14 Mayıs Türk eczacıları için önemli bir tarihtir
2011 yılına eczacılar olarak yeni sorunlarla girdik. Bunların en başında stok zararları sorunu geliyor. Biliyorsunuz, sağlık otoritesi son iki yıldır global bütçe uygulaması kapsamında yıl sonlarında ilaç fiyatlarında ve kamu kurum iskontolarında belirli düzenlemeler yapıyor. Bu noktada geliri tamamen ilaç fiyatlarına bağımlı kılınmış olan eczacılar ciddi bir sıkıntı yaşıyor. Bu sürecin bizler açısından en kritik noktası, stok zararları sorunudur. Eczacının sorumlu olmadığı bu zararın sanayi tarafından tam ve eksiksiz bir biçimde karşılanması gerektiğine inanıyoruz. Bunun sağlanmasında kararlıyız. Bu noktada en rasyonel yöntem; yalnızca kamu kurum iskontosu (KKİ) artan ve fiyatı düşen ilaçların İlaç Takip Sistemi’ne kaydedilmesi ve eczacı zararının ilaç firmaları tarafından karşılanmasıdır. Zaten gelirleri ciddi biçimde azalmış eczacıların bir de stoklar nedeniyle zarar uğraması kabul edilemez. Bizler bu sistemin yasal olarak da güvence altına alınmasını ve yalnızca yıl sonundaki büyük düşüşlerde değil aylık ya da haftalık düşüşlerde de eczacı zararının karşılanması gerektiğini savunuyoruz.
Bununla birlikte bugün yalnızca mesleki açıdan değil halk sağlığı önceliği açısından da; ister reçeteli ister reçetesiz olsun, ilacın reklam konusu yapılması, bu konuda bir serbestlik getirilmiş olması kısacası Radyo ve Televizyonların Kuruluş ve Yayın Hizmetleri Hakkında Kanun ile yapılan düzenleme bizler için ciddi bir sorundur. Bu uygulama böyle sürdüğü müddetçe bizim gündemimizden düşmeyecek çünkü bir söylem olmanın ötesinde, ilaçta reklam gerçekten öldürür. Bugüne kadar yasal bir zemini olmadığı halde internet ve benzeri kitle iletişim araçlarıyla yapılan yönlendirmeler sonucu birçok insanımızın sağlığıyla oynanmıştır, oynanmaya devam edilmektedir. Bugüne kadar defalarca ifade ettik: İlaç özel bir üründür. İlacı doktor ve eczacı gözetiminden ve eczaneden çıkarmak demek, uzun vadede ciddi halk sağlığı sorunları ve artan ilaç harcamaları demektir. Bizler halka sunduğumuz ürünün reklamının yapılmasına karşı çıkan tek meslek mensubuyuz. Bu konudaki hukuki, toplumsal mücadelemiz devam edecektir. Çünkü bu Türk Eczacıları Birliği’nin temel misyonuna ilişkin bir konudur.

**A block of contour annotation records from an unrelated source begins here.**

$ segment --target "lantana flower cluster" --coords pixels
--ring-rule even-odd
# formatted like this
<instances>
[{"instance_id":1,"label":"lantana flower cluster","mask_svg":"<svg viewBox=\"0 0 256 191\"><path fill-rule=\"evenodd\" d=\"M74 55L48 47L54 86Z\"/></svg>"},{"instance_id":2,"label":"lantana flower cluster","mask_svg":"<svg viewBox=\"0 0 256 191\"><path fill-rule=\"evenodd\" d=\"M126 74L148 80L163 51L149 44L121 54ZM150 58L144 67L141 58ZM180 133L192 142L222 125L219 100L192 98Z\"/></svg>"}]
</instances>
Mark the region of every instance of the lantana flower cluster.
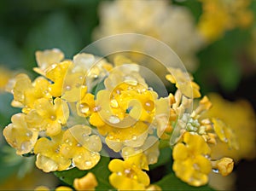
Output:
<instances>
[{"instance_id":1,"label":"lantana flower cluster","mask_svg":"<svg viewBox=\"0 0 256 191\"><path fill-rule=\"evenodd\" d=\"M212 103L181 69L167 68L176 90L163 97L121 55L111 64L86 53L64 59L55 49L36 52L36 60L39 77L21 73L9 85L11 105L21 111L3 136L17 154L35 154L44 171L90 170L107 154L116 158L108 164L113 188L158 188L146 171L158 162L161 142L172 148L176 176L189 185L207 184L212 171L232 171L232 159L212 158L209 145L219 140L236 148L236 137L218 118L202 117Z\"/></svg>"}]
</instances>

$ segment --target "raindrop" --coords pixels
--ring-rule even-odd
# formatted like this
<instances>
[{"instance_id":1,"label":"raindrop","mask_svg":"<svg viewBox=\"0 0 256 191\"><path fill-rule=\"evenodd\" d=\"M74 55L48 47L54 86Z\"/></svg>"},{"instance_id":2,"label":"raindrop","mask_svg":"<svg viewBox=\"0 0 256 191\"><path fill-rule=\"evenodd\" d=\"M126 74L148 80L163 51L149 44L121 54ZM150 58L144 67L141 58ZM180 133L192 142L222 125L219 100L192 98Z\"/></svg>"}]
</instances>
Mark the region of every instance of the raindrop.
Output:
<instances>
[{"instance_id":1,"label":"raindrop","mask_svg":"<svg viewBox=\"0 0 256 191\"><path fill-rule=\"evenodd\" d=\"M92 165L92 162L91 162L91 161L90 161L90 160L86 160L86 161L85 161L85 165L90 166L91 165Z\"/></svg>"},{"instance_id":2,"label":"raindrop","mask_svg":"<svg viewBox=\"0 0 256 191\"><path fill-rule=\"evenodd\" d=\"M80 107L80 112L83 113L86 113L89 112L89 107L87 104L80 104L79 107Z\"/></svg>"},{"instance_id":3,"label":"raindrop","mask_svg":"<svg viewBox=\"0 0 256 191\"><path fill-rule=\"evenodd\" d=\"M96 107L93 108L93 111L94 112L98 112L98 111L100 111L100 109L101 109L101 107L100 106L96 106Z\"/></svg>"},{"instance_id":4,"label":"raindrop","mask_svg":"<svg viewBox=\"0 0 256 191\"><path fill-rule=\"evenodd\" d=\"M120 172L120 171L118 171L116 174L117 174L118 176L122 176L122 172Z\"/></svg>"},{"instance_id":5,"label":"raindrop","mask_svg":"<svg viewBox=\"0 0 256 191\"><path fill-rule=\"evenodd\" d=\"M144 107L147 111L152 111L154 107L154 103L151 100L148 100L145 102Z\"/></svg>"},{"instance_id":6,"label":"raindrop","mask_svg":"<svg viewBox=\"0 0 256 191\"><path fill-rule=\"evenodd\" d=\"M131 136L131 139L132 139L133 141L136 141L136 140L137 139L137 136L135 136L135 135L133 135L133 136Z\"/></svg>"}]
</instances>

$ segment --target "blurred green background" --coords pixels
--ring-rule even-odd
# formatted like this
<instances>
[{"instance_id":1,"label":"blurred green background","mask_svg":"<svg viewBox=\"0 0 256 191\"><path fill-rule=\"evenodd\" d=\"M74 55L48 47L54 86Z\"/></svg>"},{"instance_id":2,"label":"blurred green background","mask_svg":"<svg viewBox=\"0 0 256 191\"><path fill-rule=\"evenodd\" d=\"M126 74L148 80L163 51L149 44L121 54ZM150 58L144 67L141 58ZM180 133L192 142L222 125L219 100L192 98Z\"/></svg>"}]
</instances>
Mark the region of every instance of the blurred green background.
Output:
<instances>
[{"instance_id":1,"label":"blurred green background","mask_svg":"<svg viewBox=\"0 0 256 191\"><path fill-rule=\"evenodd\" d=\"M32 68L36 67L36 50L58 48L67 58L72 58L92 42L92 31L99 24L97 9L101 2L1 0L0 66L35 77ZM201 12L198 2L189 0L173 3L188 7L198 20ZM256 1L253 1L251 9L256 15ZM250 41L249 30L235 29L198 53L200 67L195 72L195 78L203 94L215 91L229 100L246 98L255 110L256 63L247 57L245 51ZM10 123L11 115L19 111L10 107L11 99L9 94L0 94L1 130ZM12 176L25 176L24 172L33 168L33 163L28 161L31 159L17 158L13 149L5 147L2 135L0 144L1 189ZM256 177L250 174L254 173L255 164L255 161L241 160L236 167L237 190L256 182ZM38 171L33 173L40 174ZM53 185L59 183L54 177L48 179L55 180L50 182Z\"/></svg>"}]
</instances>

Tüm bu sorunların yanında, 14 Mayıs Eczacılık Günü gelmiş bulunuyor. Bilimsel eczacılığın kuruluş yıldönümü olan 14 Mayıs, bu ülkede eczacılık hizmeti sunan her meslektaşımız ve eczacı örgütlerimiz için oldukça önemli bir tarihtir.
2009 yılından bu yana belirli temalar etrafında, halk sağlığına hizmet edecek çeşitli kampanyalarla desteklenen 14 Mayıs, bir hafta olarak kutlanmaktadır. Eczacılık Haftası boyunca hem mesleğimizdeki sorunlar konusunda kamuoyunda farkındalık yaratmayı hem de Sağlık Bakanlığı desteğiyle toplumu çeşitli araçlarla bilgilendirmeyi hedefliyoruz.
Bu sene akılcı ilaç kullanımının bir alt konusu olmakla birlikte ciddi bir halk sağlığı sorunu haline gelmiş bulunan, antibiyotik direnci ve dolayısıyla akılcı antibiyotik kullanımı konusunu gündemimize aldık.
Antibiyotikler bildiğiniz gibi bakterilerin neden olduğu küçük büyük birçok hastalıkla mücadele edilmesini sağlayan çok önemli bir ilaç grubu. Ancak antibiyotiklerin bilinçsiz reçetelenmesi ve yanlış kullanımı yalnızca bakterilerin daha da dirençli olması anlamına geliyor. Bu kapsamda her sene olduğu gibi toplumu bilgilendirici kısa bir film hazırlıyoruz. Ulusal kanallarda gösterimi için çalışmaları başlatacağız. Bunun dışında hem akılcı ilaç kullanımı hem de özel olarak antibiyotik direnci konusunda toplumu bilgilendirecek afişleri 14 Mayıs’tan önce tüm Türkiye’deki eczanelere göndermiş olacağız. Ayrıca, 13 Mayıs günü, bu konuyla ilgili olarak Sağlık Bakanlığı temsilcilerinin de katılacağı bir panel gerçekleştireceğiz. Bu çalışmalar tüm Türkiye’de eş zamanlı bir biçimde sürdürülecek.
Tüm meslektaşlarımın 14 Mayıs Bilimsel Eczacılık Günü’nü kutluyorum.